Hey guys,
I am thinking about executing a SQL query on my postgres DB that is part of my Baserow app to remove duplicates according to some non-trivial logic as it would be very inefficient to implement using the Baserow API.
Is this a good idea or will Baserow throw errors? I will only remove rows - no removing or renaming of columns.

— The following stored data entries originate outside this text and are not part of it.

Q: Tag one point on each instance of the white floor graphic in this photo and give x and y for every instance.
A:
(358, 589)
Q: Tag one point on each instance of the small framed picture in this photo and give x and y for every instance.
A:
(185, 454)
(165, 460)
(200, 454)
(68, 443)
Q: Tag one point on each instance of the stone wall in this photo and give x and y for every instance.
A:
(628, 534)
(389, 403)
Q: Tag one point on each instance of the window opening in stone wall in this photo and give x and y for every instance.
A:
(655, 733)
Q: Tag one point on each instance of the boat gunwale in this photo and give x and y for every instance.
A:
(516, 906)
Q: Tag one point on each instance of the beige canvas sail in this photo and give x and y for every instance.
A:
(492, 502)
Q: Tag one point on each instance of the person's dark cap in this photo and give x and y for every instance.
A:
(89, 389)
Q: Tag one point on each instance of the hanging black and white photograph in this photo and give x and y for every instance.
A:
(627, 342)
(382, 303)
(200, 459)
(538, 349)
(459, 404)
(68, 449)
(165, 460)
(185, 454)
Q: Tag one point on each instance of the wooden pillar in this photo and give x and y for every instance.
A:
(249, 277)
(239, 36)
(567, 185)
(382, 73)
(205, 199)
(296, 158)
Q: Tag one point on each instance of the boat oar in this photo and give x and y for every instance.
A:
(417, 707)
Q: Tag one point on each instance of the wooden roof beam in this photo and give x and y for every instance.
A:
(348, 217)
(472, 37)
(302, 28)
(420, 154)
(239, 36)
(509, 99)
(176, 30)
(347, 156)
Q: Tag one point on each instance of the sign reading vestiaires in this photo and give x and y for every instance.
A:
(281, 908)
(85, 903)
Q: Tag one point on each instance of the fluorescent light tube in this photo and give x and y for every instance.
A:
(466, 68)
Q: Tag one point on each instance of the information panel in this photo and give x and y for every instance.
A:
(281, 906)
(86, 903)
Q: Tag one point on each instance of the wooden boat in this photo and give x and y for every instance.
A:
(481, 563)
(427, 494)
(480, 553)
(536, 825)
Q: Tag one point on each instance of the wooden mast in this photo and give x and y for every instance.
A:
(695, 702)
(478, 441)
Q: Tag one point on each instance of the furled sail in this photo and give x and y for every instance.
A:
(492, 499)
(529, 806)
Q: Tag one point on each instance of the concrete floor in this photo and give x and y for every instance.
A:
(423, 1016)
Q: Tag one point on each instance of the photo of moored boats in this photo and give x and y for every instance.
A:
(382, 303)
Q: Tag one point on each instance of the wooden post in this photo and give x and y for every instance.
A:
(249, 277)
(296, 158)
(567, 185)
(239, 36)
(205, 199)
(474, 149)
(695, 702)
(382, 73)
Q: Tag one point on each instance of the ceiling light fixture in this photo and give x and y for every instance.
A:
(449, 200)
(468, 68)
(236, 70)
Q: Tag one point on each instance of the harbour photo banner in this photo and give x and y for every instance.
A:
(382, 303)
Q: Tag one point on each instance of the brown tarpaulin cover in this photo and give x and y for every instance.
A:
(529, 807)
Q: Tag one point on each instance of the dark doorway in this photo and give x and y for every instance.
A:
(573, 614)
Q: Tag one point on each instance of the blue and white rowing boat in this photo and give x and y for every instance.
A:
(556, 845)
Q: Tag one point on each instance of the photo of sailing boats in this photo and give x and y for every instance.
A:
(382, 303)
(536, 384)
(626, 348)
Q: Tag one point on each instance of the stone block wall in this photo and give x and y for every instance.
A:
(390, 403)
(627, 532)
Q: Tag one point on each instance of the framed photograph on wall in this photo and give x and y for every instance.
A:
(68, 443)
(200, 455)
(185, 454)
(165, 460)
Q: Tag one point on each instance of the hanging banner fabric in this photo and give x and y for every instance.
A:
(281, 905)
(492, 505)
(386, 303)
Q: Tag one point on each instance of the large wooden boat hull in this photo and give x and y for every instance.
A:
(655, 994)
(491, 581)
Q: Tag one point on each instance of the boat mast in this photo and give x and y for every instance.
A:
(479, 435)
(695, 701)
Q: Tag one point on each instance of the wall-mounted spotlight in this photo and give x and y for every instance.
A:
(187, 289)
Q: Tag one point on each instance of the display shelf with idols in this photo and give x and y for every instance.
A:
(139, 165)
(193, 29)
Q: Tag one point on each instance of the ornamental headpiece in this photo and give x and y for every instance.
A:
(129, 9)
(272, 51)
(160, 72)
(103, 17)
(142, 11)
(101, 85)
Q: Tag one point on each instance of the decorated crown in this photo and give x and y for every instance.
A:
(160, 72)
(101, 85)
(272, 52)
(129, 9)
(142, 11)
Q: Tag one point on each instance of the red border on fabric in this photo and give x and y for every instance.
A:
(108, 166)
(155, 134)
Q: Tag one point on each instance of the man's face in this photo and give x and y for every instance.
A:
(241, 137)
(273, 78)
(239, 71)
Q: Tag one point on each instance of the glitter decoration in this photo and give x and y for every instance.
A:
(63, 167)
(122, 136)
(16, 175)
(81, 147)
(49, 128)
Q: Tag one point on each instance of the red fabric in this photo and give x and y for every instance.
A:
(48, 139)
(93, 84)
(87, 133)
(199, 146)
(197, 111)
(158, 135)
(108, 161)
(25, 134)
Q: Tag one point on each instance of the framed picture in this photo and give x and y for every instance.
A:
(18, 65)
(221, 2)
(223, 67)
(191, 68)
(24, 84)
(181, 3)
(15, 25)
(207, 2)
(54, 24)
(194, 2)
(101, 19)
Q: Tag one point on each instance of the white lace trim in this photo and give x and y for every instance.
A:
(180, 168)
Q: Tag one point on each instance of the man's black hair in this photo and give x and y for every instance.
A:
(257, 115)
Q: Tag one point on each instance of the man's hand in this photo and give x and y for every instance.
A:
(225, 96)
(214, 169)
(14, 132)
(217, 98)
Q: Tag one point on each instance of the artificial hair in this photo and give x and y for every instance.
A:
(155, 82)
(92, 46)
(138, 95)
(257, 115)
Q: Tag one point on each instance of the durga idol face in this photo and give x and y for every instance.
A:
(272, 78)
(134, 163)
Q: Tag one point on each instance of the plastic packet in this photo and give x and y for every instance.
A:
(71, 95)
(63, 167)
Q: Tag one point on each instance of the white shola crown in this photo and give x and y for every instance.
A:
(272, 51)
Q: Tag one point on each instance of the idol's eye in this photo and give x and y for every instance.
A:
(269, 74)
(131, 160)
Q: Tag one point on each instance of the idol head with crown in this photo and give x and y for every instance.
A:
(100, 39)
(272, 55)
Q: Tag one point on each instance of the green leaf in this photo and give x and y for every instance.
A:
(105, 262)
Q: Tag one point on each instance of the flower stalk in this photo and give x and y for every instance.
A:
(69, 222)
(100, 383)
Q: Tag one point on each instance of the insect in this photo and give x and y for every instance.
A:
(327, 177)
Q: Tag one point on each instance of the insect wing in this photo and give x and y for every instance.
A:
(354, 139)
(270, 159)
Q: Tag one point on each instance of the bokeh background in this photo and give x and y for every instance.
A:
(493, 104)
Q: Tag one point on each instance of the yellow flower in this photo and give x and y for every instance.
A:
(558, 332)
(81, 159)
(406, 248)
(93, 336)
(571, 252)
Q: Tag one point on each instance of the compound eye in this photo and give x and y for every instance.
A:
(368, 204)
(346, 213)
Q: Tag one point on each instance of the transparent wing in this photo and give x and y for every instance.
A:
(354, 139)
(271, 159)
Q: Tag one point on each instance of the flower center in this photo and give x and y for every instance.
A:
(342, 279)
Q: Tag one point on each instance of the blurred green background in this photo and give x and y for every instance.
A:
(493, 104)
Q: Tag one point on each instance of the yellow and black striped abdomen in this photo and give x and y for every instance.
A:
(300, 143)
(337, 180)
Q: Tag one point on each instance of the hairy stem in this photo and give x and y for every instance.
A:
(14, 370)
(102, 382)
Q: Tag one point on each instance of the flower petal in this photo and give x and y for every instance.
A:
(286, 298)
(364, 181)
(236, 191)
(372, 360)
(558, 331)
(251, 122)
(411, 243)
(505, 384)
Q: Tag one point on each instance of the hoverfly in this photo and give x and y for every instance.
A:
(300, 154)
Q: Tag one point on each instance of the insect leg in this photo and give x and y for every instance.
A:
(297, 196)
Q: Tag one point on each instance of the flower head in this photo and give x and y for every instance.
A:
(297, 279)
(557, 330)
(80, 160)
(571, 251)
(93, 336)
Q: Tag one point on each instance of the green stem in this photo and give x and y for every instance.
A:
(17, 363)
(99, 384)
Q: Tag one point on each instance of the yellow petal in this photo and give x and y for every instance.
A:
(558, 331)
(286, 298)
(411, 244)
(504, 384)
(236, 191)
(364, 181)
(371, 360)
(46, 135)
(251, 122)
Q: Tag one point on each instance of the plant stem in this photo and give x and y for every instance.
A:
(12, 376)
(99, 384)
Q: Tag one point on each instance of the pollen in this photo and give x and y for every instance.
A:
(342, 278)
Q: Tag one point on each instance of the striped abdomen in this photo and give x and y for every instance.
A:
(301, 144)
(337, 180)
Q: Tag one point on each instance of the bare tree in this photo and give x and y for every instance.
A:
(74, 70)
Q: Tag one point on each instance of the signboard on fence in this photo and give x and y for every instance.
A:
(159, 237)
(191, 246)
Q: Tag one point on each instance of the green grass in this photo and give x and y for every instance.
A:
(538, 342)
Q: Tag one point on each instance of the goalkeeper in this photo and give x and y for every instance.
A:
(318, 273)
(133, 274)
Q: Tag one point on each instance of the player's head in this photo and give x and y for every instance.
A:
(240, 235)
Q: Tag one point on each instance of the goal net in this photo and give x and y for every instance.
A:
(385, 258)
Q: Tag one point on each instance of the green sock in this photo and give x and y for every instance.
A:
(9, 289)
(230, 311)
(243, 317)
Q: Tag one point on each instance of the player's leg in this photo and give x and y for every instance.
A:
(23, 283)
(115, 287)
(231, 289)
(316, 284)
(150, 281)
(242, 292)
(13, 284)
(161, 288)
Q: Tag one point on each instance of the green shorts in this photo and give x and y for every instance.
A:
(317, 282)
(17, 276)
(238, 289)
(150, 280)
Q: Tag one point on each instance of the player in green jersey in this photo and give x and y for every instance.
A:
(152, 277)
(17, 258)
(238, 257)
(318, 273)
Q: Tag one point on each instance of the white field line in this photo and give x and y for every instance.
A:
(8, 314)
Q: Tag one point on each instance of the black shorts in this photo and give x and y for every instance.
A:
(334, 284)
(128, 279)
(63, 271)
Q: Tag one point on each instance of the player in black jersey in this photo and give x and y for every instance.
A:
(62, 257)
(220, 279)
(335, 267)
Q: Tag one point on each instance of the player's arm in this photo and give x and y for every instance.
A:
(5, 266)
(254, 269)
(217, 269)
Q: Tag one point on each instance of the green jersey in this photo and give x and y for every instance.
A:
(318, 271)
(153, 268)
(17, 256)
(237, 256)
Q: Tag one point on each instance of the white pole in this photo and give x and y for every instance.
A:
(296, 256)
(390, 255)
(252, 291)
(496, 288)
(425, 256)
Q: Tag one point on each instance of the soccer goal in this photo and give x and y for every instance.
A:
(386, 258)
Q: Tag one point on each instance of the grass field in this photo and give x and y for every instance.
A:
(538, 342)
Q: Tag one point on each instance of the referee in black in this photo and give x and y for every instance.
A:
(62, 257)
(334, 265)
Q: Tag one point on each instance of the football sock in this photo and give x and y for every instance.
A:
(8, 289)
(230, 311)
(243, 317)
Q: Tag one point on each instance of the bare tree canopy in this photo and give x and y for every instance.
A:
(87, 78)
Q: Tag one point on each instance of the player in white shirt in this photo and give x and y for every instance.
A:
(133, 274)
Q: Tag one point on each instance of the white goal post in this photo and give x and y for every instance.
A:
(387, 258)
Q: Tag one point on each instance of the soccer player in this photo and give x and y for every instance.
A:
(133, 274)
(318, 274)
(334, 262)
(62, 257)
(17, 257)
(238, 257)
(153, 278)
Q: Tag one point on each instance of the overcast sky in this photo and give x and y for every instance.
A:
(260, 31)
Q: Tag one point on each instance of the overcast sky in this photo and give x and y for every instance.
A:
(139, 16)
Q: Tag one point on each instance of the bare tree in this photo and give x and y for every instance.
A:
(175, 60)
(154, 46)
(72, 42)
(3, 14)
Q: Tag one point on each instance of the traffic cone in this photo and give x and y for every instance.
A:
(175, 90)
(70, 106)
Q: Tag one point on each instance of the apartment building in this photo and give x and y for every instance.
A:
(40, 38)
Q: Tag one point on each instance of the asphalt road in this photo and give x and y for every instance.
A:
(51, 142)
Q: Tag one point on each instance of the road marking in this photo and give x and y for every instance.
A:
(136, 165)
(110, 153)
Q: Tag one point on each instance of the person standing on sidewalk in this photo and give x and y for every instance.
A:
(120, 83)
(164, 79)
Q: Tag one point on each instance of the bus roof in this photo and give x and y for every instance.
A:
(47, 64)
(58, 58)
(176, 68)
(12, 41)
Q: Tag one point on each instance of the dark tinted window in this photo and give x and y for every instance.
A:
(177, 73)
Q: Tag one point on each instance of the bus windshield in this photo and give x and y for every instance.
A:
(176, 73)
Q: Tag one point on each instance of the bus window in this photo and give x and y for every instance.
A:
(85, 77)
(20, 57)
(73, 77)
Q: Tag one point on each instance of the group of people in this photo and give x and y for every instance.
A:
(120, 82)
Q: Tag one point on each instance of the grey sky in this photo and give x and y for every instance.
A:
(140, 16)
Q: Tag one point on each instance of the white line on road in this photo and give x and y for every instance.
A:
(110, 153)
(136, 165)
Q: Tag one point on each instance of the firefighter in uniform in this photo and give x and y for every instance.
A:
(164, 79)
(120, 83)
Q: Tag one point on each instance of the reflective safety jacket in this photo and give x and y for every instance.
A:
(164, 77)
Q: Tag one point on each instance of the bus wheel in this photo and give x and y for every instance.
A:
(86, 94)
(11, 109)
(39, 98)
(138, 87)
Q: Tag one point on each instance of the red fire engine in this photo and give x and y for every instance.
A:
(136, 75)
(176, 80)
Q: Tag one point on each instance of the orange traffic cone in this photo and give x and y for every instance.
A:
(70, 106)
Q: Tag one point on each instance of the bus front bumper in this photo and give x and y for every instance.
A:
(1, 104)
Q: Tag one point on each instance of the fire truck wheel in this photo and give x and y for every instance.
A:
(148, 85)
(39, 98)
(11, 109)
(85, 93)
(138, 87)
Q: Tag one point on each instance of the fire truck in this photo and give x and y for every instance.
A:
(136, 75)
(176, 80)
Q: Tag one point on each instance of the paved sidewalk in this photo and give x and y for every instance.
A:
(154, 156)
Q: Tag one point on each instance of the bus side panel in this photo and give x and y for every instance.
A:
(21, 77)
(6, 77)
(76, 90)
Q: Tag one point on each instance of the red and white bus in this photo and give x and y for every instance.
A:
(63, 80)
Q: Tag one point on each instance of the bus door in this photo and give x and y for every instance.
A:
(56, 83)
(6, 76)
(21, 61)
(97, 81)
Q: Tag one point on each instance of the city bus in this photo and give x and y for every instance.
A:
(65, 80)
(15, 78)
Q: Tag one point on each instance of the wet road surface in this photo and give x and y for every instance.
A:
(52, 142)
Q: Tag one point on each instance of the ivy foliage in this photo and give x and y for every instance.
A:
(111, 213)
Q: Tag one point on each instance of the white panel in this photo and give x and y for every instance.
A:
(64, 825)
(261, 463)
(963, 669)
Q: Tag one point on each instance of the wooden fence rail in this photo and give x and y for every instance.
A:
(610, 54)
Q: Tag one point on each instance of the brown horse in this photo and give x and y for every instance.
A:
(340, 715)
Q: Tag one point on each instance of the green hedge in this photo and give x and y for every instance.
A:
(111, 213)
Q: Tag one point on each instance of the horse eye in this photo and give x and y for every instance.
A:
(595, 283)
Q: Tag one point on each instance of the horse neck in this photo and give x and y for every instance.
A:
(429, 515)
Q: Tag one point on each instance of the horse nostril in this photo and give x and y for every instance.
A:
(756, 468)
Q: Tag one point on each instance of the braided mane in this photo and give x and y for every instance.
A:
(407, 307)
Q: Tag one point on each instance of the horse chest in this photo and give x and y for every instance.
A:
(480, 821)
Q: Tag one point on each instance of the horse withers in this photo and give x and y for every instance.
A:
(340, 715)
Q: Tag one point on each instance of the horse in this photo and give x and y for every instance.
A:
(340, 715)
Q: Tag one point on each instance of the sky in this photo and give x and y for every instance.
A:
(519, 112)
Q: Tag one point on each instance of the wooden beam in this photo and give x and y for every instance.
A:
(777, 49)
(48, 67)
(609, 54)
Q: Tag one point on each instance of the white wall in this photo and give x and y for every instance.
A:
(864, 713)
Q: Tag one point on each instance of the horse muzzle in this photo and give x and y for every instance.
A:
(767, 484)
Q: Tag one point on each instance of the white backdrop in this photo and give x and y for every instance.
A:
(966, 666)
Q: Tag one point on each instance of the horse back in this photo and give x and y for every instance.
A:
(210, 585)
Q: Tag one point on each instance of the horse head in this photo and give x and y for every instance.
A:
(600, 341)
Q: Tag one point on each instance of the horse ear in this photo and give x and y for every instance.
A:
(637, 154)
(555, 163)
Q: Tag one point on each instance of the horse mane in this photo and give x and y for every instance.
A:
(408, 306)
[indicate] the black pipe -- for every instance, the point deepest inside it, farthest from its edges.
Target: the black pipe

Please let me know if there is anything I need to keep in mind.
Best
Daniel
UPDATE:
Let me explain my situation in a bit more detail:
My table looks vaguely like this:
id | email | name | color | size | created at | Link Col
Unfortunately, I have a few duplicates that I want to clean out:
id | email | name | color | size | created at | Link Col
2 | peter@me.com | Peter | Blue | L | 2023-07-02 | null
1 | peter@me.com | Peter | Red | XL | 2023-05-27 | some_row_id
I would like to coalesce and string_agg some of the values but retain all columns while prioritizing earlier data as such:
id | email | name | color | size | created at | Link Col
2 | peter@me.com | Peter | Blue, Red | L | 2023-07-02 | some_row_id
Plan A would be to execute a SQL script that updates the table completely in one go. Based on what Alex wrote, the biggest uncertainty would probably be how to handle the link column.
Plan B would be to execute a select query that identifies rows to update as well as their new values and a second select query that identifies which row to delete and than iterate over both lists of items and call the baserow api.
Based on what @Alex wrote I should probably go for plan B here.